The unit of eligibility for energy assistance is the household, defined as any individual or group of individuals who are living together as one economic unit for which residential energy is customarily purchased in common, either directly or through rent. The Act limits payments to those households with incomes under the greater of 150 percent of the income guidelines or 60 percent of the state's median income or to those households with members receiving benefits from the Temporary Assistance for Needy Families (TANF) program, SSI, Food Stamps, or needs-tested veterans' benefits. No household may be excluded from eligibility on the basis of income alone if household income is less than 110 percent of the poverty guidelines. Grantees are permitted to set more restrictive criteria as well.
Grantees make fuel assistance payments directly to eligible households or to home energy suppliers on behalf of eligible households. Payments can be provided in cash, fuel, prepaid utility bills, or as vouchers, stamps, or coupons that can be used in exchange for energy supplies.

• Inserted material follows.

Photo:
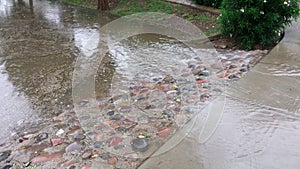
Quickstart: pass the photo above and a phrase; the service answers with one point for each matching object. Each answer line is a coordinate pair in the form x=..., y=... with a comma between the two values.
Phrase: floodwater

Payments are to vary in such a way that the highest level of assistance is furnished to households with the lowest incomes and highest energy costs in relation to income, taking into account family size.
CONTACT: Leon Litow (202) 401-5304.
1 This last provision was repealed in 1999 by Public Law 106-169 and replaced with a provision providing for nonpayment of benefits for up to 24 months for knowingly making false or misleading statements regarding material facts.
2 Recipients who have lost eligibility for SSI benefits for fewer than 13 consecutive months are in suspended payment status.
3 These summaries were prepared by Earl Dirk Hoffman Jr., Barbara S. Klees, and Catherine A. Curtis, Office of the Actuary, Centers for Medicare & Medicaid Services, 7500 Security Blvd., Baltimore, MD 21244. The authors wish to express their gratitude to Mary Onnis Waid, who originated these summaries and diligently prepared them for many years before her retirement.
4 These summaries were prepared by Earl Dirk Hoffman Jr., Barbara S. Klees, and Catherine A. Curtis, Office of the Actuary, Centers for Medicare & Medicaid Services, 7500 Security Blvd., Baltimore, MD 21244. The authors wish to express their gratitude to Mary Onnis Waid, who originated these summaries and diligently prepared them for many years before her retirement.
5 Effective in fiscal year 1987, the Primary Care Block Grant was repealed by the Health Services Amendment Act of 1985 (P.L. 99-80), enacted April 26, 1986.
6 The 1994 amendments provided that up to 25 percent of leveraging incentive funds may be set aside for the Residential Energy Assistance Challenge (REACH) program.
7 LIHEAP leveraging incentive funds reward grantees that add private or nonfederal public resources to provide home energy assistance benefits to low-income households beyond what could be provided with federal resources.
8 REACH awards are made to LIHEAP grantees that submit qualifying plans that are approved by HHS for initiatives to implement innovative plans through local community-based agencies to help LIHEAP eligible households reduce their energy vulnerability.